Gender - Part 22

posted by usha on 2006/09/08 10:00

[ Gender ]

Die Lektüre des Karrierestandards erheitert mich ab und an immer noch.

Dies weniger, weil er von exzellenten Jobangeboten für Akademikerinnen nur so strotzen würde - es braucht wohl kaum gesagt zu werden, dass das Gegenteil der Fall ist -, sondern weil in allergrößter Ernsthaftigkeit die "Businessregeln" von vorvorgestern präsentiert werden.

So gibt Heidi Aichinger in ihrem Artikel vom 12./13. August in der Rubrik "Karriereratgeber" wohlwollende Tipps v.a. an Frauen. Dresscodes sollen "verborgene Botschaften senden, laut Titel. Grundsätzlich kann man dem ja zustimmen, auch wenn, wer versucht diese Codes genau zu übersetzen, sich lediglich eine Fantasiewelt aufbaut, jedoch ganz sicher nicht den Kern - welchen auch? - trifft.

Es kommt im Verlauf der harmlos beginnenden Erklärung zu Kleidung und Botschaft jedoch dicke: Den Autorinnen ist wahrscheinlich nicht bewusst, dass sie eine "Kultur des Ressentiments" (Nietzsche) beschreiben, wenn in aller Ernsthaftigkeit unter einem Topic 'beauty matters' konstatiert wird:

Zudem rät er zur Vorselektion von Bewerbungen durch nicht direkt von einer Einstellung betroffene Personen. Kandidaten können aus dem Auswahlprozess ausgeschieden werden, weil diese "zu gut" oder "zu schön", also direkte und starke Konkurrenten sein könnten, so Pichler.
Wer gut aussieht kann also per se nicht (professionell) gut sein, gerade weil - v.a. - sie bis dato immer auf Grund dieser reinen Oberfläche bevorzugt wurde.

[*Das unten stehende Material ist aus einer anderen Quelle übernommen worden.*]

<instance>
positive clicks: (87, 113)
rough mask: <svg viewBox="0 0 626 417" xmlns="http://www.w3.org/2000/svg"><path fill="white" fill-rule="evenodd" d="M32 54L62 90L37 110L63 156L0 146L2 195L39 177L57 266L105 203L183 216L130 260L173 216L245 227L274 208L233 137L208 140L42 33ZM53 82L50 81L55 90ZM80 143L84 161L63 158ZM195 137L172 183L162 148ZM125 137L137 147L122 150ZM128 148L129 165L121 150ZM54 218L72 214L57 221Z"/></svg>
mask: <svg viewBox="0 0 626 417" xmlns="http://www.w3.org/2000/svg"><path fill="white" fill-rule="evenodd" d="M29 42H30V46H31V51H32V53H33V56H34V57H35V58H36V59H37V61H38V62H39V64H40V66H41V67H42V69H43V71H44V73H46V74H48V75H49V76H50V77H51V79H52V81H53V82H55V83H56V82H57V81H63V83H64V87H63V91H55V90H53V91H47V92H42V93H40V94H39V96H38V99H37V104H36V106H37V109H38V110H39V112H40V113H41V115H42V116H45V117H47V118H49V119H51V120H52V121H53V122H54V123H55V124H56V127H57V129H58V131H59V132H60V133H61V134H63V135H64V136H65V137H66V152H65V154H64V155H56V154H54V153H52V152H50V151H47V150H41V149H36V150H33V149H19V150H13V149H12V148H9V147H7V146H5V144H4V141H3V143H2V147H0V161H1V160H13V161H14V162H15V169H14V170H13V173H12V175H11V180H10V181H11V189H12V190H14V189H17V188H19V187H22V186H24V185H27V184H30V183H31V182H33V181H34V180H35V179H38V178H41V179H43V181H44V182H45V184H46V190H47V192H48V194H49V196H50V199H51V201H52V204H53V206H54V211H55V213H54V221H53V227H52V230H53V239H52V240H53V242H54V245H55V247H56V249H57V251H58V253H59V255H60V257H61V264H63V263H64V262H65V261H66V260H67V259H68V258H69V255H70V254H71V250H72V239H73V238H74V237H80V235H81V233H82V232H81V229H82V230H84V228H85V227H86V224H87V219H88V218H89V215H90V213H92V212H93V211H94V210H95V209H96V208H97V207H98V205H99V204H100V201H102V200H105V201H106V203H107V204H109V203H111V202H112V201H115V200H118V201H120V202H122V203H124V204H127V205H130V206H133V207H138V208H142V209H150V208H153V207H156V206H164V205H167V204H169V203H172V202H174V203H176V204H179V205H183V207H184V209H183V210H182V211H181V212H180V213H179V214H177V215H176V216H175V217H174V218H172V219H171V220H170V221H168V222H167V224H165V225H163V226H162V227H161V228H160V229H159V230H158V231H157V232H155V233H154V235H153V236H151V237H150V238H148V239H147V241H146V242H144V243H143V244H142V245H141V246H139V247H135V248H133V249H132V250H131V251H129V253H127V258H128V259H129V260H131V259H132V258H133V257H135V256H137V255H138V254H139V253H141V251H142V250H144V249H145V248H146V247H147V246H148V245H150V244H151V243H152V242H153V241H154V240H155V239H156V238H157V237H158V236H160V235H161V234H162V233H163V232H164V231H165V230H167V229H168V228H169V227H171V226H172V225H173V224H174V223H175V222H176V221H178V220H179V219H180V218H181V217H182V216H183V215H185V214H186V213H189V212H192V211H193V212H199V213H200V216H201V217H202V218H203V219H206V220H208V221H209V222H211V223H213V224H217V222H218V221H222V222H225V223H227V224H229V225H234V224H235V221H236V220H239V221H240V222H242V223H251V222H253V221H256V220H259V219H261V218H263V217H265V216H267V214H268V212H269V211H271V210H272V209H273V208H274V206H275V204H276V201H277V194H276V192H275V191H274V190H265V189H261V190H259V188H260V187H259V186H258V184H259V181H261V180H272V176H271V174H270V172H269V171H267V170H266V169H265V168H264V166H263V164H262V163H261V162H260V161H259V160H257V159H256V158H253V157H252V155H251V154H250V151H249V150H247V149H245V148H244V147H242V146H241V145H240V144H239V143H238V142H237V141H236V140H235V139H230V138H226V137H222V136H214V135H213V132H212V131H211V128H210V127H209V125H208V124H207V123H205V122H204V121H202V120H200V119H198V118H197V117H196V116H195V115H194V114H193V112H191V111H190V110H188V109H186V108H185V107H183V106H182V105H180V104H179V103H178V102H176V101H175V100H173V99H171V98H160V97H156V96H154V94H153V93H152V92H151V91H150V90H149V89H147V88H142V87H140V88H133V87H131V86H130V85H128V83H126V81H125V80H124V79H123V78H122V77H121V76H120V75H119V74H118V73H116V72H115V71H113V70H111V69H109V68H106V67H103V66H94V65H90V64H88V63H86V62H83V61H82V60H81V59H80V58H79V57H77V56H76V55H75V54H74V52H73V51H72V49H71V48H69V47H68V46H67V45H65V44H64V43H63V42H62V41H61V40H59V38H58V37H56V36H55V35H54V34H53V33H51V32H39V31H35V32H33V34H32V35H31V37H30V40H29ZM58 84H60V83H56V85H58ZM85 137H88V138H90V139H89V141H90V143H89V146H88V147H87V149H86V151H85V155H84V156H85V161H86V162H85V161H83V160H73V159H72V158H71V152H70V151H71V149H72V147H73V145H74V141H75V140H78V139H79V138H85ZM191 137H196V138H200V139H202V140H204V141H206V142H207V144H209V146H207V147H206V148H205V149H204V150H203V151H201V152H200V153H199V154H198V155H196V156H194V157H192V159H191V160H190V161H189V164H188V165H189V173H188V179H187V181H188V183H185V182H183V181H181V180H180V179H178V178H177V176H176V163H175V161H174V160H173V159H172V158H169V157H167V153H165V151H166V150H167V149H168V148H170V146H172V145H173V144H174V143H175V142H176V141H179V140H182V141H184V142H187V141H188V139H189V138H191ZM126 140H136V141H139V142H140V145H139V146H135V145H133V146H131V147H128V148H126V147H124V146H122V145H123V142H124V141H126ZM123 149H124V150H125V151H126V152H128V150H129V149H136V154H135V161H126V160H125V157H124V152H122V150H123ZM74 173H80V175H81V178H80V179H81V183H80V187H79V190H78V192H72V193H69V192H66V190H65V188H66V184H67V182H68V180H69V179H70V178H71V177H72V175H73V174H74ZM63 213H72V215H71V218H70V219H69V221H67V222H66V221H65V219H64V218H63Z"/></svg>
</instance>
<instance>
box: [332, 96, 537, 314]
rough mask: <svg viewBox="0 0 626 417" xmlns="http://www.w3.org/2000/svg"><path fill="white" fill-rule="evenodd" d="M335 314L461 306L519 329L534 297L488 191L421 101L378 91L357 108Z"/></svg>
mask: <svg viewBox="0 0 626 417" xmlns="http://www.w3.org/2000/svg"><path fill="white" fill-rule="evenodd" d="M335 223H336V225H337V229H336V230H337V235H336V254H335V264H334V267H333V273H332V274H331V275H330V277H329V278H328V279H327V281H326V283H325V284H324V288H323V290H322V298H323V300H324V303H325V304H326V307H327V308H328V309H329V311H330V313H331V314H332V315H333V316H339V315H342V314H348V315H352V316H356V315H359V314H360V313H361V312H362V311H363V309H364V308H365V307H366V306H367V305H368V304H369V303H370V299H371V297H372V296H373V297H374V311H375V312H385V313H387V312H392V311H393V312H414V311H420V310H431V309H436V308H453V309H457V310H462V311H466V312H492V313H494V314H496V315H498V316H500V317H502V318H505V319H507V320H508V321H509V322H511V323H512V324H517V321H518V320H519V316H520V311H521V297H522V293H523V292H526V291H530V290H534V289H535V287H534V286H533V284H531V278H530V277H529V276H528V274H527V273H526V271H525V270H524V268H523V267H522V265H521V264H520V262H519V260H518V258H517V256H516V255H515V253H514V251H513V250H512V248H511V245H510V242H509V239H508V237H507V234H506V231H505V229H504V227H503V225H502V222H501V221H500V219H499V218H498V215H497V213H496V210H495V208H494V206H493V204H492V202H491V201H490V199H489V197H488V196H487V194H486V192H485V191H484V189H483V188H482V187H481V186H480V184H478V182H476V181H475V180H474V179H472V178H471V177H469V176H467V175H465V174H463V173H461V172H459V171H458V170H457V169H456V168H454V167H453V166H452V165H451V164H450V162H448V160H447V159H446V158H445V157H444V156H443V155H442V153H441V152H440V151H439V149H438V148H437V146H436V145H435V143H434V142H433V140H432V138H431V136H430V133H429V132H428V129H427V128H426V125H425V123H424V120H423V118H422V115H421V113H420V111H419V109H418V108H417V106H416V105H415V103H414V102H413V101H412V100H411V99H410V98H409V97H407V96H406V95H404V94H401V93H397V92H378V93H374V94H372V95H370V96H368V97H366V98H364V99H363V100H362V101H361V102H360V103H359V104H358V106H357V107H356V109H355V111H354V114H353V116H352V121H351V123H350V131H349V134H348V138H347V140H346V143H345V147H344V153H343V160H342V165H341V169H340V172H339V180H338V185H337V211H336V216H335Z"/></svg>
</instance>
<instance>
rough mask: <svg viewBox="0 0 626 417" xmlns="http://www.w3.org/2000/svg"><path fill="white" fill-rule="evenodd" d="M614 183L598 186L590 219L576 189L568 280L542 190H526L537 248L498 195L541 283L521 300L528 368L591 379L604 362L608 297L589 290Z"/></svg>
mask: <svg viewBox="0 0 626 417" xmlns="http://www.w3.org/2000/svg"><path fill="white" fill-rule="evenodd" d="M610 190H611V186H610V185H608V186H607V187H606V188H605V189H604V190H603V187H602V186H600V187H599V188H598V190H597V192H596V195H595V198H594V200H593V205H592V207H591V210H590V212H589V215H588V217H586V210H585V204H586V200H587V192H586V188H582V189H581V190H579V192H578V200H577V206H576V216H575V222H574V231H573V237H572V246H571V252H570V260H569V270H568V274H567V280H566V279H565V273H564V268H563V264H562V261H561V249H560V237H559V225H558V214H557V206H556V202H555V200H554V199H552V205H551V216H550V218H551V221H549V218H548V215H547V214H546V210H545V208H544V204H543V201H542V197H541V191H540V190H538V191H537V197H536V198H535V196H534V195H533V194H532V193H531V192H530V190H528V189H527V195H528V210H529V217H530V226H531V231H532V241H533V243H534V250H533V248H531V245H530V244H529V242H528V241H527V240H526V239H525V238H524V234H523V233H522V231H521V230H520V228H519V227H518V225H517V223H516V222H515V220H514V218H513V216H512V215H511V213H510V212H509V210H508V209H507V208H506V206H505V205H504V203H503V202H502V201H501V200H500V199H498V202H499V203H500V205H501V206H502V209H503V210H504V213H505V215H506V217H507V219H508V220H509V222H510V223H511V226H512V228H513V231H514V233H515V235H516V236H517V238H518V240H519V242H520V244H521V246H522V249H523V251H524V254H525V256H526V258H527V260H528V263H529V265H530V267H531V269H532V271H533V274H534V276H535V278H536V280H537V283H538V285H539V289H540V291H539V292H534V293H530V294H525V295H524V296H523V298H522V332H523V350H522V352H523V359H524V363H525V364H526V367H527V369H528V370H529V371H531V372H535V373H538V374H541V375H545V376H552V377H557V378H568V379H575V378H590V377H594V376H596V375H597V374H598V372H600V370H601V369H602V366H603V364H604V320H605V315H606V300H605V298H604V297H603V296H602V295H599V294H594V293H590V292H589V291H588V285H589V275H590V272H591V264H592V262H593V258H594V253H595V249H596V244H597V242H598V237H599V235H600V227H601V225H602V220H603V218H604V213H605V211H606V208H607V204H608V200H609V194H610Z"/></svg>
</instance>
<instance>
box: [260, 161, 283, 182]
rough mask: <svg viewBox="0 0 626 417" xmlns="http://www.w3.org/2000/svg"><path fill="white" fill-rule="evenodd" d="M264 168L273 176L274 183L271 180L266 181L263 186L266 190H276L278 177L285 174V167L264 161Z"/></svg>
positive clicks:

Leider liegt hier nicht im Geringsten eine intelligente Sophisterei vor, die mit ähnlichen logischen Spielereien, bei denen Wesentliches übersprungen wird, die gesamte Philosphie der "inneren Werte" oder des 'beauty matters' ad absurdum führen würde. In vollem Ernst schließt der Artikel mit Entesexualisierungsempfehlungen für Frauen (von einer Frau): Locken müssen abgeschnitten oder ausgefönt werden; Dekolte, Hintern, Beine müssen bedeckt sein, denn die Weltordnung macht "von Natur aus" die Frau zur Beute, die vom wilden Mann (= Vorgesetzten) angesprungen wird; auffällige Schminke ist erst nach den Wechseljahren erlaubt als Vorgabe des Noch-Beute-Seins, was dann plötzlich zum Zeichen der Macht wird, etc.pp.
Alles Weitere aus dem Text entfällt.